Jon Thompson

 

ABSTRACT:

Some Observations on Color in Carpets

What strikes one today, looking at woolen carpets six hundred and more years old is not only the extraordinary brightness, clarity, stability and range of colors in use, but also the harmonious and pleasing quality of the colors that the dyers were able to achieve using a variety of naturally occurring substances derived from plants, insects and minerals. Recently much work has been done by dye chemists to discover the composition and sources of the dyes used in traditional technology. We now know that centuries of experimentation enabled dyers to establish which plants provided stable colors, especially yellows, which are often unstable to light. It has also established something of more subtle interest: that many dye plants contain not one color-yielding substance but several. For example madder (Rubia tinctorum) yields three major and as many as fifteen minor dyestuffs. As a result, the light reflected from the surface of madder-dyed wool includes a spread of wavelengths. Experiments show that when this occurs, such dyes are perceived as pleasing and harmonious. Dyers knew this intuitively and some yellow dyes, which reflect light in a narrow waveband, were ‘sweetened’ by adding red to broaden the band of wavelengths reflected and thus improve their acceptability. Many synthetic dyes reflect light in a very narrow waveband and are accordingly perceived as harsh and ‘strident’. Their advent has served to reveal the remarkable level of skill and instinctive understanding of color achieved by dyers, whose work in the past has contributed to the important place of carpets in the Islamic world.

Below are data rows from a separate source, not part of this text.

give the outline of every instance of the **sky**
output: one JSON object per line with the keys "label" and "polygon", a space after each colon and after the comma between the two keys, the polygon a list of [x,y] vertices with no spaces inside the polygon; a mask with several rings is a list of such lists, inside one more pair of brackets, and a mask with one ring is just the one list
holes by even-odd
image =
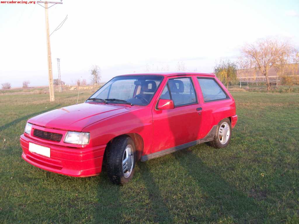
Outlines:
{"label": "sky", "polygon": [[[60,1],[60,0],[58,0]],[[299,1],[63,0],[49,9],[53,76],[72,85],[101,68],[101,81],[133,72],[212,72],[246,43],[278,37],[299,47]],[[43,4],[41,4],[44,5]],[[49,6],[51,5],[49,4]],[[45,9],[0,4],[0,84],[48,85]]]}

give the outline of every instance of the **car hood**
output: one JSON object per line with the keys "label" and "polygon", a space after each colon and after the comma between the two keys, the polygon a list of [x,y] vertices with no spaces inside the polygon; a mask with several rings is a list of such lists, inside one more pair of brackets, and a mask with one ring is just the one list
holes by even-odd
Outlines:
{"label": "car hood", "polygon": [[28,122],[47,128],[80,131],[93,123],[132,109],[122,105],[84,103],[42,113],[30,118]]}

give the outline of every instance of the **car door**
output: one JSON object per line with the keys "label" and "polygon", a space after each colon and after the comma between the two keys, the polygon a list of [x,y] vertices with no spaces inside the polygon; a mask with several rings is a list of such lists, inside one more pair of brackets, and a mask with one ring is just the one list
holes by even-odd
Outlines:
{"label": "car door", "polygon": [[201,111],[191,77],[169,78],[159,99],[172,99],[175,107],[152,109],[154,138],[152,153],[198,139]]}

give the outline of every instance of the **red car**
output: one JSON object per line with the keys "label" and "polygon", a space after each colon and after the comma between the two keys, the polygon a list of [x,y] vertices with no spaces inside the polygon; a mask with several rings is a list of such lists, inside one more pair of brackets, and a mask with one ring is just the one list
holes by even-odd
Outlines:
{"label": "red car", "polygon": [[204,142],[225,147],[237,118],[234,98],[213,74],[118,76],[83,103],[30,119],[22,157],[73,177],[98,174],[106,164],[110,180],[123,184],[138,160]]}

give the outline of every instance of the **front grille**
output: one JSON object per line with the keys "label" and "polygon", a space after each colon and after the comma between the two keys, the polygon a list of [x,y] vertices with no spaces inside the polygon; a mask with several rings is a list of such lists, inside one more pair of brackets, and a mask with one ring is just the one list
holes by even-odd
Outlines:
{"label": "front grille", "polygon": [[33,135],[38,138],[55,142],[60,142],[62,138],[62,134],[61,134],[48,132],[37,129],[34,129],[33,131]]}

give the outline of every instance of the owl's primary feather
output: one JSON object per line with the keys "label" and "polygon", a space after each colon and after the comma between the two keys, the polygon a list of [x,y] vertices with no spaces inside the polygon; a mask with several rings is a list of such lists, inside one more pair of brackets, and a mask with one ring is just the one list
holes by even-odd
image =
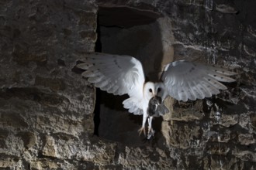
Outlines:
{"label": "owl's primary feather", "polygon": [[226,86],[219,81],[235,81],[229,77],[235,74],[219,66],[180,60],[166,66],[161,80],[168,92],[166,95],[187,101],[209,97],[219,94],[220,90],[226,90]]}
{"label": "owl's primary feather", "polygon": [[117,56],[99,53],[88,53],[85,63],[78,68],[86,70],[82,76],[102,90],[115,95],[127,94],[124,107],[134,114],[142,114],[143,87],[145,81],[141,63],[129,56]]}
{"label": "owl's primary feather", "polygon": [[130,56],[100,53],[88,53],[85,63],[77,66],[86,70],[82,76],[102,90],[115,95],[127,94],[130,97],[123,102],[123,107],[134,114],[143,114],[140,132],[145,133],[145,124],[149,117],[148,138],[154,133],[151,128],[153,116],[168,111],[163,104],[167,96],[183,101],[209,97],[219,94],[220,90],[227,89],[220,81],[233,82],[235,80],[230,76],[236,74],[219,66],[180,60],[165,66],[161,82],[145,83],[139,60]]}

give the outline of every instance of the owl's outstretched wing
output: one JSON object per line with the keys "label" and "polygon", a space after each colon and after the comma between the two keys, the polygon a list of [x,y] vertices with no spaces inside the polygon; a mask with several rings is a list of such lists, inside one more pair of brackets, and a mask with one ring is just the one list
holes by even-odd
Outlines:
{"label": "owl's outstretched wing", "polygon": [[88,82],[115,95],[127,94],[130,100],[123,103],[124,107],[130,113],[141,114],[140,101],[145,78],[139,60],[130,56],[92,53],[85,55],[84,62],[77,66],[86,70],[82,76]]}
{"label": "owl's outstretched wing", "polygon": [[226,90],[220,81],[234,82],[235,80],[229,76],[235,74],[225,68],[180,60],[166,66],[161,80],[167,91],[165,96],[187,101],[209,97],[219,94],[219,90]]}

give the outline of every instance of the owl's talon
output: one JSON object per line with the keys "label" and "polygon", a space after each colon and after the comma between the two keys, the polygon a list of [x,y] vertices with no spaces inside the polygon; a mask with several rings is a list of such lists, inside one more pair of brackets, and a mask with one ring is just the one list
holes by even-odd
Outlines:
{"label": "owl's talon", "polygon": [[154,138],[154,131],[153,130],[153,128],[150,128],[147,132],[147,138],[150,139],[151,138],[151,136],[153,136],[153,138]]}
{"label": "owl's talon", "polygon": [[139,136],[140,136],[140,134],[141,134],[142,131],[144,132],[144,135],[146,136],[146,129],[145,129],[144,127],[141,127],[141,128],[140,128],[138,130]]}

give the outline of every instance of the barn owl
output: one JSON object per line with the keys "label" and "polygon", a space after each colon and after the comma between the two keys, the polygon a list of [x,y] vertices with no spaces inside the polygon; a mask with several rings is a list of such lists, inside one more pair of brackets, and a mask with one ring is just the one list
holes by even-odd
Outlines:
{"label": "barn owl", "polygon": [[167,64],[159,82],[154,83],[145,82],[141,63],[130,56],[92,53],[84,62],[77,66],[85,70],[81,75],[95,87],[114,95],[129,95],[123,107],[143,115],[140,134],[146,134],[147,119],[148,138],[154,134],[153,117],[168,112],[163,104],[168,96],[182,101],[209,97],[226,90],[220,82],[234,82],[230,76],[236,74],[220,66],[179,60]]}

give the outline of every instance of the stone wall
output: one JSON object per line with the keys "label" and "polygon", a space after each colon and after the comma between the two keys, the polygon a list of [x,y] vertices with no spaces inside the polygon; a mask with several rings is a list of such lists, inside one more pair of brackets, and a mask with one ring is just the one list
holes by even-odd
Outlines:
{"label": "stone wall", "polygon": [[[113,26],[122,33],[112,34],[109,39],[116,42],[102,50],[124,53],[120,37],[127,45],[136,37],[123,37],[147,33],[150,39],[142,34],[138,39],[142,48],[132,43],[127,53],[142,61],[161,55],[157,68],[145,68],[147,76],[152,67],[159,71],[185,59],[236,67],[237,82],[209,99],[170,100],[173,111],[158,120],[161,128],[153,140],[138,137],[141,122],[134,119],[133,133],[93,135],[95,89],[75,65],[95,50],[98,6],[129,7],[135,18],[147,14],[144,22],[116,22],[126,25]],[[0,2],[0,168],[256,168],[255,7],[243,0]],[[122,12],[99,24],[126,19]],[[112,127],[129,124],[115,117]]]}

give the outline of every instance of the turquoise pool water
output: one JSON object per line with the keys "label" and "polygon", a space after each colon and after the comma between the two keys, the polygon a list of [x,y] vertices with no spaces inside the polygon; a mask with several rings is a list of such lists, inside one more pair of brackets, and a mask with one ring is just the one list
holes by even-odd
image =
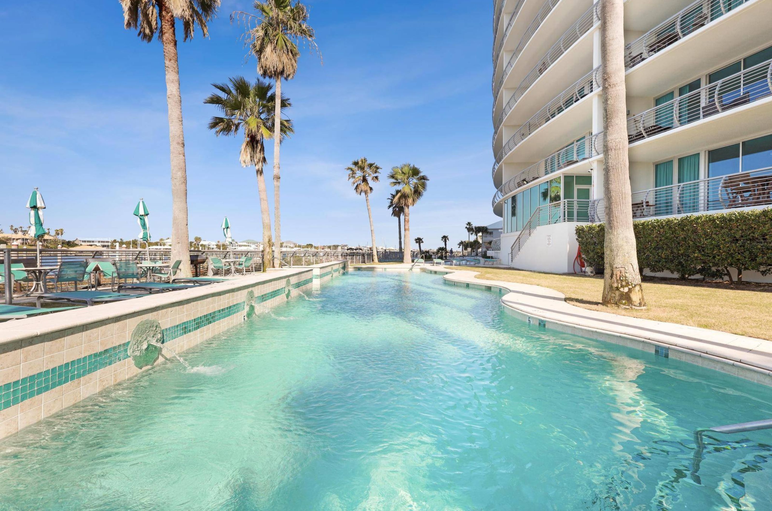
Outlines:
{"label": "turquoise pool water", "polygon": [[0,442],[0,509],[772,509],[772,391],[353,272]]}

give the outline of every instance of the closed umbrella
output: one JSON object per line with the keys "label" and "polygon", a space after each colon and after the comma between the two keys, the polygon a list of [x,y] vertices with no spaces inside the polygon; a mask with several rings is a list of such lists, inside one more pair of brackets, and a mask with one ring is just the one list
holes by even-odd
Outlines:
{"label": "closed umbrella", "polygon": [[[137,207],[134,208],[134,216],[137,217],[137,223],[140,225],[140,228],[142,229],[137,235],[137,239],[140,242],[144,242],[146,249],[148,249],[150,246],[150,225],[147,223],[147,215],[149,215],[150,212],[147,211],[147,206],[145,205],[144,199],[141,198],[140,201],[137,203]],[[137,243],[137,245],[139,245],[139,243]]]}
{"label": "closed umbrella", "polygon": [[43,228],[43,212],[46,209],[46,203],[43,201],[43,196],[40,195],[37,188],[32,191],[32,195],[27,201],[27,208],[29,208],[29,235],[37,241],[38,246],[38,266],[40,266],[40,239],[46,235],[46,229]]}
{"label": "closed umbrella", "polygon": [[231,222],[228,221],[228,217],[226,216],[222,219],[222,235],[225,237],[225,244],[230,245],[233,242],[233,239],[231,238]]}

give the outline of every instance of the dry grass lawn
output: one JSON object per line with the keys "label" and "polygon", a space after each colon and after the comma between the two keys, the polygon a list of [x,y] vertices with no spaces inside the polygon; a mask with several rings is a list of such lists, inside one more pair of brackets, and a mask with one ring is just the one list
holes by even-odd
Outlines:
{"label": "dry grass lawn", "polygon": [[772,340],[772,286],[745,283],[644,280],[644,310],[600,303],[603,278],[555,275],[499,268],[470,267],[478,279],[543,286],[560,291],[566,301],[584,309],[678,323]]}

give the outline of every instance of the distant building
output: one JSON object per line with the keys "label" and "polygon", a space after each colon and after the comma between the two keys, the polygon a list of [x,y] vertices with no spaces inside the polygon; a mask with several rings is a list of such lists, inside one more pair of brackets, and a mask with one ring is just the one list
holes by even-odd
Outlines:
{"label": "distant building", "polygon": [[77,245],[87,245],[89,246],[110,249],[112,245],[113,240],[107,239],[107,238],[76,238],[75,239],[75,242]]}

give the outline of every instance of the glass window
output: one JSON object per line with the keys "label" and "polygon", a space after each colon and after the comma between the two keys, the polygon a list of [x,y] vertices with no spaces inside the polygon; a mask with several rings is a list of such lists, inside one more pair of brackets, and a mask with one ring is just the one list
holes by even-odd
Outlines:
{"label": "glass window", "polygon": [[715,83],[722,78],[726,78],[730,75],[740,73],[743,70],[743,62],[737,61],[733,64],[730,64],[726,67],[723,67],[718,71],[715,71],[708,75],[708,83]]}
{"label": "glass window", "polygon": [[760,64],[770,59],[772,59],[772,46],[765,48],[760,52],[756,52],[753,55],[749,55],[743,59],[743,69],[747,69],[749,67],[753,67],[757,64]]}
{"label": "glass window", "polygon": [[740,144],[733,144],[708,151],[708,177],[740,172]]}
{"label": "glass window", "polygon": [[772,167],[772,135],[743,142],[743,171]]}

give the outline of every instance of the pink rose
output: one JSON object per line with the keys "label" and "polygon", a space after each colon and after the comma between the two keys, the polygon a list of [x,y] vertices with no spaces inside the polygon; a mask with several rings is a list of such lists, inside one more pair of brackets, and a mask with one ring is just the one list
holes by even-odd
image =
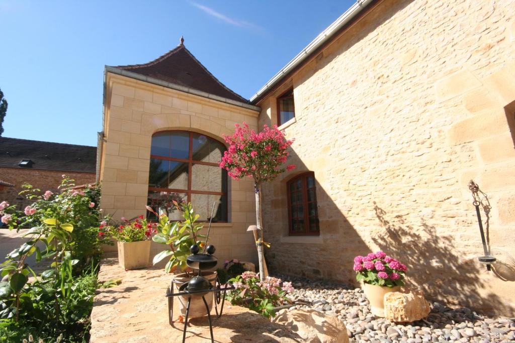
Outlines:
{"label": "pink rose", "polygon": [[25,212],[25,215],[31,215],[36,212],[36,209],[32,208],[30,206],[27,206],[25,207],[24,212]]}
{"label": "pink rose", "polygon": [[50,191],[46,191],[45,192],[45,194],[43,194],[43,198],[45,200],[48,200],[48,198],[49,198],[54,193]]}
{"label": "pink rose", "polygon": [[9,203],[6,201],[3,201],[0,203],[0,211],[2,211],[4,208],[9,206]]}
{"label": "pink rose", "polygon": [[2,217],[2,222],[4,224],[9,224],[11,221],[12,216],[10,214],[4,214]]}

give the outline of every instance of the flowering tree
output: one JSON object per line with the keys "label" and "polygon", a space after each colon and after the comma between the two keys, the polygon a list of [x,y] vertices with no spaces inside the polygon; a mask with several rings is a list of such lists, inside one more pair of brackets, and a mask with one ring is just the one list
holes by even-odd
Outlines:
{"label": "flowering tree", "polygon": [[263,221],[261,216],[261,185],[270,181],[286,170],[295,168],[294,165],[285,167],[289,153],[288,147],[293,140],[286,139],[284,134],[277,125],[270,128],[265,125],[263,131],[256,133],[243,123],[238,124],[232,136],[224,136],[229,149],[224,154],[220,167],[226,169],[230,176],[241,179],[249,176],[254,179],[256,201],[256,222],[258,230],[254,231],[254,238],[258,248],[260,277],[263,281],[266,276],[266,264],[263,252]]}

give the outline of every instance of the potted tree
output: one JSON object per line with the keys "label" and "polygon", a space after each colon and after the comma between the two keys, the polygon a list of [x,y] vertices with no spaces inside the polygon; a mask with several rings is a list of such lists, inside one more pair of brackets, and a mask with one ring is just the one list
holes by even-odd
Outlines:
{"label": "potted tree", "polygon": [[384,295],[398,292],[404,285],[406,266],[383,251],[356,256],[354,262],[356,280],[362,282],[363,292],[370,302],[370,312],[384,317]]}
{"label": "potted tree", "polygon": [[122,221],[117,227],[109,229],[118,241],[118,263],[126,270],[146,268],[149,264],[150,238],[155,229],[143,215],[132,221],[122,218]]}
{"label": "potted tree", "polygon": [[[152,240],[168,246],[168,248],[156,255],[152,262],[155,265],[163,259],[169,257],[165,266],[165,271],[173,273],[178,269],[182,272],[174,275],[172,278],[173,286],[175,286],[176,291],[179,292],[179,287],[184,282],[189,281],[194,276],[186,263],[186,258],[191,254],[190,248],[194,245],[200,248],[205,246],[206,242],[202,240],[205,239],[206,236],[199,232],[203,228],[203,224],[197,222],[200,215],[195,213],[191,203],[180,205],[175,201],[173,203],[176,208],[182,214],[183,221],[182,222],[170,221],[167,214],[162,213],[160,215],[158,214],[150,207],[147,207],[147,209],[157,215],[159,220],[156,227],[157,233],[152,237]],[[216,272],[203,271],[201,275],[209,280],[213,286],[215,286]],[[211,311],[213,306],[213,293],[210,292],[204,297]],[[188,297],[183,296],[178,298],[181,314],[185,315]],[[193,298],[190,304],[188,316],[196,318],[205,315],[205,307],[202,298]]]}

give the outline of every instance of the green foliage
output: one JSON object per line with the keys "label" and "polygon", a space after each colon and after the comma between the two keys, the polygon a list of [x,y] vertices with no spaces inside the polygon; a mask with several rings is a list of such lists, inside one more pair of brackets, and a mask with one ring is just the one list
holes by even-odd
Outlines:
{"label": "green foliage", "polygon": [[267,318],[275,315],[275,308],[290,302],[286,296],[294,291],[290,282],[270,277],[262,281],[252,272],[245,272],[229,282],[236,288],[226,295],[231,304],[248,308]]}
{"label": "green foliage", "polygon": [[[166,273],[171,273],[178,267],[182,270],[186,269],[187,267],[186,258],[190,255],[190,247],[197,244],[201,248],[205,244],[205,242],[199,240],[201,238],[205,238],[204,235],[198,232],[203,225],[197,222],[200,216],[195,213],[191,203],[179,205],[174,201],[174,204],[177,209],[182,212],[184,221],[172,222],[168,220],[166,214],[161,214],[159,216],[159,222],[156,228],[157,233],[152,238],[154,242],[170,247],[156,255],[152,261],[156,264],[170,256],[165,266]],[[153,210],[152,212],[157,215]]]}
{"label": "green foliage", "polygon": [[4,119],[7,113],[7,100],[4,97],[4,93],[0,89],[0,137],[4,133]]}

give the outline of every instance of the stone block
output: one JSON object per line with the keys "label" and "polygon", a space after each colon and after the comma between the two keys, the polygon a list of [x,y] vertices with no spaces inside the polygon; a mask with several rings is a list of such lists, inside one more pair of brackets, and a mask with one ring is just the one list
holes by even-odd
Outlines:
{"label": "stone block", "polygon": [[314,310],[285,310],[278,313],[272,321],[284,325],[305,342],[349,342],[347,328],[342,321]]}
{"label": "stone block", "polygon": [[445,101],[481,86],[481,82],[469,70],[461,70],[437,81],[435,85],[436,98]]}
{"label": "stone block", "polygon": [[411,322],[425,318],[431,306],[421,292],[392,292],[384,295],[385,318],[398,322]]}

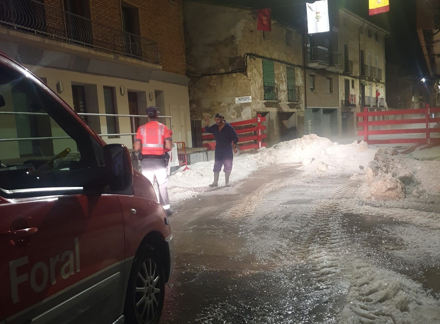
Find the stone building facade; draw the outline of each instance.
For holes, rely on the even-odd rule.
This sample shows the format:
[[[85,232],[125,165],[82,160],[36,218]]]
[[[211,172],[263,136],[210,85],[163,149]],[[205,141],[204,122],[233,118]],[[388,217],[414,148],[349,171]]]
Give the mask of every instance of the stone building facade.
[[[265,116],[269,145],[304,134],[302,37],[272,21],[257,30],[254,11],[186,1],[187,62],[191,117],[227,121]],[[251,97],[239,103],[237,98]]]

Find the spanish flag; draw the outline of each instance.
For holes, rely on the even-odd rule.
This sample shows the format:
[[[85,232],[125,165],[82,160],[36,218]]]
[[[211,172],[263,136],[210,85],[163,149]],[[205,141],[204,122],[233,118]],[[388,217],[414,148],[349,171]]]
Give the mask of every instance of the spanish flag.
[[[272,22],[271,19],[271,8],[266,8],[258,10],[257,13],[257,30],[264,32],[272,31]]]
[[[370,15],[389,11],[389,0],[369,0]]]

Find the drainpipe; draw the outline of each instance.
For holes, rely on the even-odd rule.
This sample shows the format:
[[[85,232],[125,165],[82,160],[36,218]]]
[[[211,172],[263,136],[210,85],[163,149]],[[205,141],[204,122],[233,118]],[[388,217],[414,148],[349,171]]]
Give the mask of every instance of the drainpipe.
[[[358,29],[358,40],[359,41],[359,106],[361,108],[361,111],[362,110],[362,91],[361,90],[362,89],[362,62],[360,60],[360,30],[363,28],[363,26],[365,25],[365,22],[364,21],[362,24],[362,25],[359,27],[359,29]]]
[[[302,46],[302,52],[303,52],[303,65],[304,66],[304,68],[303,69],[303,72],[304,74],[304,133],[307,134],[308,131],[308,122],[306,120],[306,109],[307,109],[307,71],[306,70],[306,67],[307,66],[307,58],[306,57],[306,51],[305,47],[307,46],[306,44],[306,40],[308,39],[308,34],[306,33],[306,29],[304,29],[304,33],[303,33],[303,46]]]
[[[389,37],[389,34],[387,34],[384,37],[384,71],[383,71],[383,72],[384,72],[384,75],[383,75],[383,78],[384,78],[384,101],[385,102],[384,103],[384,106],[385,106],[385,107],[386,108],[388,108],[388,107],[387,106],[387,104],[386,104],[386,85],[385,85],[385,84],[386,84],[386,79],[385,78],[385,71],[386,70],[386,67],[385,66],[385,65],[386,64],[386,60],[385,59],[385,39],[387,37]]]

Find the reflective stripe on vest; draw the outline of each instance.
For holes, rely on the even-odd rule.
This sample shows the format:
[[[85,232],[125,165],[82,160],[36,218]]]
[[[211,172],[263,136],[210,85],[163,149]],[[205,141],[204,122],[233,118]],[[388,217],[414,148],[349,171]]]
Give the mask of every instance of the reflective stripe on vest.
[[[142,147],[163,149],[165,131],[164,124],[158,122],[150,123],[143,125],[140,129]]]
[[[161,144],[142,144],[142,147],[159,147],[163,149],[164,146]]]

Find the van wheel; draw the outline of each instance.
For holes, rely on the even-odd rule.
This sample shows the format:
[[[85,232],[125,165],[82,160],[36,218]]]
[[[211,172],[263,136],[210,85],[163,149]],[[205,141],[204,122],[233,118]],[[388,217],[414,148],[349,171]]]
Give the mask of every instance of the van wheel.
[[[141,247],[130,272],[124,315],[127,323],[159,323],[165,297],[165,273],[159,255],[152,247]]]

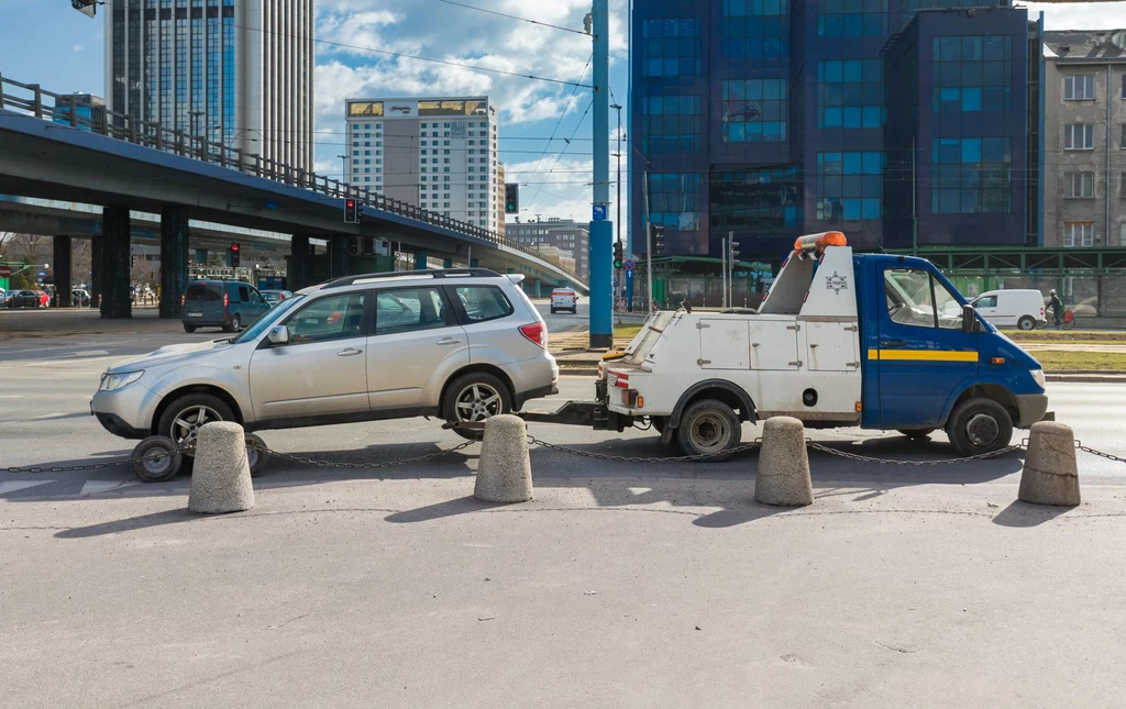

DR. JON THOMPSON recently retired as May Beattie Fellow in Carpet Studies at the Ashmolean Museum of Art and Archaeology and the Khalili Research Centre, at the University of Oxford. He continues to teach courses at the School of Oriental and African Studies, London, and at the Victoria and Albert Museum. He is the author of numerous publications on carpets, including Timbuktu to Tibet, Exotic Rugs & Textiles from New York Collectors (2008), Milestones in the History of Carpets (Moshe Tabninia, 2006), Silk 13th to 18th Centuries: Treasures from the Museum of Islamic Art Qatar (National Council for Culture, Art and Heritage, Doha, 2004), Hunt for Paradise, Court Arts of Safavid Iran 1501–1576 (co-editor and co-author, Asia Society, 2003), The Nomadic Peoples of Iran (co-editor and co-author, Azimuth Editions, 2002), Textiles through the Ages (co-editor and co-author, Ashmolean Museum, 2002), Silk, Carpets and the Silk Road (NHK Culture Center Tokyo, 1988) and Carpet Magic (Barbican Art Gallery, 1983). Prior to his distinguished career as a specialist in the arts of the carpet, Dr. Thompson was a consultant physician at The London Hospital, Bethnal Green (1973–79), and a Lecturer in Medicine at University College Hospital, London (1969–73) and The London Hospital, Whitechapel (1966–69).